Portage la Prairie, MB –
It was an emotional moment when Owen Spence heard his name called at the NHL Draft in Chicago. The Portage product was taken in the fifth round, 129th overall, and was quick to acknowledge his minor hockey coach for being the reason he made it.
“I can’t believe I got drafted in the NHL,” Owen Spence said. “I want to thank my parents and give a huge shout out to my peewee coach Shaun Hammerlick. Every time I play I can still hear Coach Hammer’s voice in my head telling me what to do.
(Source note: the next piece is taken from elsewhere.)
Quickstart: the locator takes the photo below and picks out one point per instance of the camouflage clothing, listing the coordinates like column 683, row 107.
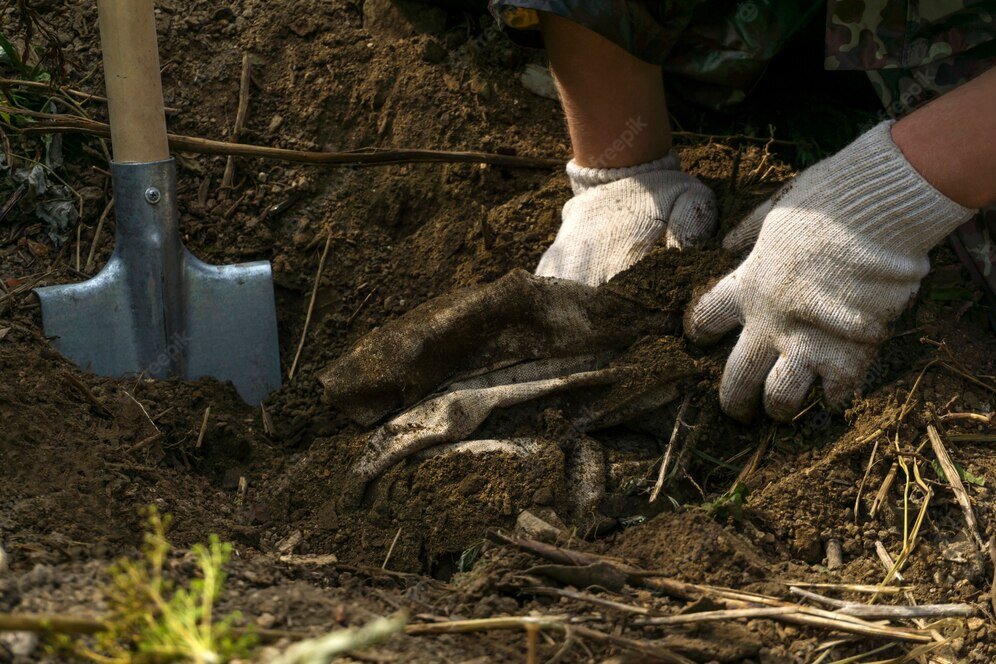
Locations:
column 713, row 51
column 912, row 51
He only coached me for one year but he made me the player I am today.”
Shaun Hammerlick was an unlikely mentor, having played only two games of junior B hockey in his hockey career. He stepped up in Spence’s peewee year to coach when it became obvious it was the only way he could secure ice time for his own son.
“Owen is a great kid. Helluva defenceman. He played with my son Zach that whole peewee year. Zach got a lot of assists setting him up. I think they set some kind of record for most points by d-men at that level. Zach was probably a little better but he had bad knees or he could have made the NHL too.”
Hammerlick credits himself for teaching Spence how to skate, shoot, pass, hit, and employ proper gap control and stick position all in one year. Spence went on to be coached by some of the province’s top coaches and participated in the program of excellence and U-17 Team Canada but all those coaches took a back seat to Hammerlick.
“Anytime I get caught up ice and the puck goes the other way I can hear Coach Hammer yelling ‘Get back!’ Spence explained. “When a forward would come into our end he would yell ‘Take ‘Em’ or ‘Hit ‘Em!’ He’d even encourage me to ‘wheel’ when I’d get the puck in open ice. He knew what to do in every situation. He is a real inspiration.”
“On the power play you could hear his voice above all the fans telling me to shoot and then swear if I missed the net,” Spence said.
Spence and Hammerlick’s paths took different directions after that peewee year with Spence going the AAA route and Hammerlick staying in house-league with his son.
“Owen is a solid player,” Hammerlick said. “I know how hard it is to make that higher level. I always told the kids before the game about the time I got called up to junior B from the high school team. Then I’d remind them to get pucks deep and back check hard. I can see it made the difference in Owen’s game.”